Menghilang dari Dunia Maya
Ada satu rutinitas baru yang aku lakukan setiap hari, yaitu mengetik namaku (lengkap maupun sebagian) dengan diapit tanda kutip di Google search pada incognito tab. Aku mengecek, sebanyak apa informasi yang berkaitan dengan namaku muncul di search engine. Kalau informasi itu bisa aku kendalikan, aku akan secepatnya hapus atau ganti. Misalnya, mengganti nama username Instagramku dengan nama yang tidak bisa dikenali orang/search engine.
Alasannya?
Pemerintah tempatku tinggal saat ini memang melakukan background check kepada warga pendatang yang masih pakai visa pelajar. Apa yang mereka cek bisa jadi sangat luas: postingan antisemitism, protes terhadap pemerintah, bahkan tentang pandangan politik pribadi.

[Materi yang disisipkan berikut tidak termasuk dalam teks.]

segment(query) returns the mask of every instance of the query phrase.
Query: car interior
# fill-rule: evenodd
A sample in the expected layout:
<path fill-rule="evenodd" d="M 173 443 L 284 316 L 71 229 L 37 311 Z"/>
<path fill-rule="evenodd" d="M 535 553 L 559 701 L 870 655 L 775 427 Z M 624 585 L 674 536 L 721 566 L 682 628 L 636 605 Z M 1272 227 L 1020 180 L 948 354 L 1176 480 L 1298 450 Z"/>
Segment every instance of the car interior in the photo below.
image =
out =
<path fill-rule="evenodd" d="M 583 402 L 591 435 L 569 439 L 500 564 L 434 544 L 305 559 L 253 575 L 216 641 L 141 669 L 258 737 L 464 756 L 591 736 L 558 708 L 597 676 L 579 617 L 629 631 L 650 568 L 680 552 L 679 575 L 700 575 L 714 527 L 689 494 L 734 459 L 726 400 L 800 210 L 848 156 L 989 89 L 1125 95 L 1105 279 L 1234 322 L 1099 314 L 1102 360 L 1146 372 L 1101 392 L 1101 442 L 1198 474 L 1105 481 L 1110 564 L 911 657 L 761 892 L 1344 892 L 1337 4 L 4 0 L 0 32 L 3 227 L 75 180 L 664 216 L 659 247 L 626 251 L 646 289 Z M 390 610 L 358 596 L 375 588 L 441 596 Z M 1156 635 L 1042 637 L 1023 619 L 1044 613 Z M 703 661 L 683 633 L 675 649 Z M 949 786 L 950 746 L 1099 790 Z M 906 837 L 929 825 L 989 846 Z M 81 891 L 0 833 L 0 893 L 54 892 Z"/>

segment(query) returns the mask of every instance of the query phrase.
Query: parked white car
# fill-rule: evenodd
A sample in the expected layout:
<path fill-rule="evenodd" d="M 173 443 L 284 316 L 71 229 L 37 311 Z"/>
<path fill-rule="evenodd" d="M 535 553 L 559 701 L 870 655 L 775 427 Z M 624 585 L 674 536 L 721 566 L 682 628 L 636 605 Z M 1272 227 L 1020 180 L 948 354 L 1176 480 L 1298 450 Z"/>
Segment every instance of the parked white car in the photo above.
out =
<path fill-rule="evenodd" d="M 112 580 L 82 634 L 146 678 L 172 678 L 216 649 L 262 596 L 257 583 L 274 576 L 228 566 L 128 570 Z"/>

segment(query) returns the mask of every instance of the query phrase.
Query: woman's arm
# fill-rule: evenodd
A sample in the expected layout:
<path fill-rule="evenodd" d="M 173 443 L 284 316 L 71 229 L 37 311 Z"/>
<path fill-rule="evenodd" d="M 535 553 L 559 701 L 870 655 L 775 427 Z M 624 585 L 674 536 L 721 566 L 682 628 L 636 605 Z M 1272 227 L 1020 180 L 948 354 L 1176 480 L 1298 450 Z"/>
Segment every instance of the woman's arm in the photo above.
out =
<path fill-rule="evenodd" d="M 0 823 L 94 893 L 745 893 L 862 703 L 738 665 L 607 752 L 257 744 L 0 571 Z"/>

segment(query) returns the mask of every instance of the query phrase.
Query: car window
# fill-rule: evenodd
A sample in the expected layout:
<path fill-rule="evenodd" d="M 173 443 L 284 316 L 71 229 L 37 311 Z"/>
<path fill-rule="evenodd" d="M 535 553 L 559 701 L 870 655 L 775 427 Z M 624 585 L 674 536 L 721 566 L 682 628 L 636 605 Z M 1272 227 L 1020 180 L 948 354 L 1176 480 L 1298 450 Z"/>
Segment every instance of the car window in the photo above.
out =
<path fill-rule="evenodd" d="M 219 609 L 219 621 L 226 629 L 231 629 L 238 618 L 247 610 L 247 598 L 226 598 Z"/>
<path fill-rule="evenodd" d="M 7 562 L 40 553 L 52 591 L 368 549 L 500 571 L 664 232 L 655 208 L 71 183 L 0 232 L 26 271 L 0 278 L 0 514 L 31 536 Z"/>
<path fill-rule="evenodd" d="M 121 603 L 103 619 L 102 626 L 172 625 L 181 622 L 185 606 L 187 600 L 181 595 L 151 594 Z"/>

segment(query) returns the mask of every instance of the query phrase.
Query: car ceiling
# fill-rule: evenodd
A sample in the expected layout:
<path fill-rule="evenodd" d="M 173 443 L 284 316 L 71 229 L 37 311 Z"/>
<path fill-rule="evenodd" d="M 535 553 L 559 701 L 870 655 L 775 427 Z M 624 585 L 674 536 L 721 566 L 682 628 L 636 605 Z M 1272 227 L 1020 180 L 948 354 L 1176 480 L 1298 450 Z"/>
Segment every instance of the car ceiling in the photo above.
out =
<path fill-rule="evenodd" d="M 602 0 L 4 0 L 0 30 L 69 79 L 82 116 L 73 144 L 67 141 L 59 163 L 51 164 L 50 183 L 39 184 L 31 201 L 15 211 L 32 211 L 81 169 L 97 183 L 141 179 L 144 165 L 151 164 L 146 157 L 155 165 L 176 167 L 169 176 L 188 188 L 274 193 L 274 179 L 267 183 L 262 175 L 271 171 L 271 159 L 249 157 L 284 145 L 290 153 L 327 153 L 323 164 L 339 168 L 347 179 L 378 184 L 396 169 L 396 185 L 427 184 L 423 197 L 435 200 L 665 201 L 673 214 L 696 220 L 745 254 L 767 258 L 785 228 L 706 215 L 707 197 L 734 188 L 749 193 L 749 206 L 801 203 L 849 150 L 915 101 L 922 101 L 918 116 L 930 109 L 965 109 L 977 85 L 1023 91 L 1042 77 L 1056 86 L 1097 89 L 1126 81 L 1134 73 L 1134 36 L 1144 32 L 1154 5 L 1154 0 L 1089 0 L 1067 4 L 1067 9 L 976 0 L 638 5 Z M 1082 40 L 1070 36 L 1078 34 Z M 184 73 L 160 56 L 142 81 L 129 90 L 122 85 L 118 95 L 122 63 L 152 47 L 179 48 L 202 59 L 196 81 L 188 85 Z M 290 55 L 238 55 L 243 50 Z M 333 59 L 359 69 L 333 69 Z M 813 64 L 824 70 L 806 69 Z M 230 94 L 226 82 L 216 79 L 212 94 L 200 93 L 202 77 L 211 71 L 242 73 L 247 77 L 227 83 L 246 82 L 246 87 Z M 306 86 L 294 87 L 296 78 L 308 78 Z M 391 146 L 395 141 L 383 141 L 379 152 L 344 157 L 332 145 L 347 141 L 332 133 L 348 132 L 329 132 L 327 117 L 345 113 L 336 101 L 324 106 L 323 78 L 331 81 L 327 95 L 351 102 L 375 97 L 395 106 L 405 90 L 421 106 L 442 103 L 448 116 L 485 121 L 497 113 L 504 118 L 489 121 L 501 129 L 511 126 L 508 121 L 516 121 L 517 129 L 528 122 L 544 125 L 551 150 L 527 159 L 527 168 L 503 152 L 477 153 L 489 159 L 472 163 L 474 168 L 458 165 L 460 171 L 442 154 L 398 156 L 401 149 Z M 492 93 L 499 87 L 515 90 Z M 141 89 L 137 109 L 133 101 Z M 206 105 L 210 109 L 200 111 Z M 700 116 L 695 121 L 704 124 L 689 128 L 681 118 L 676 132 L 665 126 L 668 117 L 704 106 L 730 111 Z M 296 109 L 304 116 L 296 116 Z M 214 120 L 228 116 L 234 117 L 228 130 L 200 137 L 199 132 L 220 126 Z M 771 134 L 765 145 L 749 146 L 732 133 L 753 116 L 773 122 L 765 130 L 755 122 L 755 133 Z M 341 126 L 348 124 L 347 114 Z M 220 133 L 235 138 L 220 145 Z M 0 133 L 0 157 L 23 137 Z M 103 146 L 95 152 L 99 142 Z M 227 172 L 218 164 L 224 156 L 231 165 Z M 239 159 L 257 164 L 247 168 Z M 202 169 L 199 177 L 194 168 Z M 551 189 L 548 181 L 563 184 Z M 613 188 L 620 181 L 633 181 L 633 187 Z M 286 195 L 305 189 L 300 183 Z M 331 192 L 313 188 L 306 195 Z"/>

Mungkin secara postingan gamblang, aku belum pernah melakukannya di akun utama (ya, aku pernah melakukannya di akun kedua yang buru-buru aku hapus begitu isu ini mencuat). Tapi, aku yakin pernah like atau share di story. Repot juga kalau harus mengecek satu demi satu.
Ketakutanku ini masih logis. Soalnya, waktu aku sampaikan ke suami tentang isu ini dan rencanaku untuk menghapus semua sosial media, suami memang sempat kurang setuju. Ketika aku menyarankan untuk ganti username dengan sesuatu yang tidak terafiliasi dengan nama asli, suamiku setuju. Beliau juga melakukan hal serupa.
Dilansir dari situs resmi USCIS (US Citizenship and Immigration Services), DHS (Department of Human Services) melakukan skrining sosial media bagi pelajar asing hingga orang asing yang sedang melakukan proses pendaftaran permanent resident (green card). Keluarga kami berada di situasi ini.
Masalahnya, sudah enam bulan aku mengurus persyaratan GC (green card) yang rumit, menguras emosi, dan membutuhkan biaya tidak sedikit. Sesak sekali rasanya membayangkan kalau permohonan GC keluarga kami ditolak karena sebuah postingan yang tanpa sengaja aku sebarkan di dunia maya.
Sebetulnya, ada banyak sekali isu terkait keimigrasian yang membuatku terus merasa tidak aman:
1. Pembatalan visa secara sepihak yang mencapai ribuan kasus menurut time.com
2. Moto "A visa is not a right, it's a privilege" yang menunjukkan bahwa visa hanya diberikan kepada orang-orang yang "taat aturan"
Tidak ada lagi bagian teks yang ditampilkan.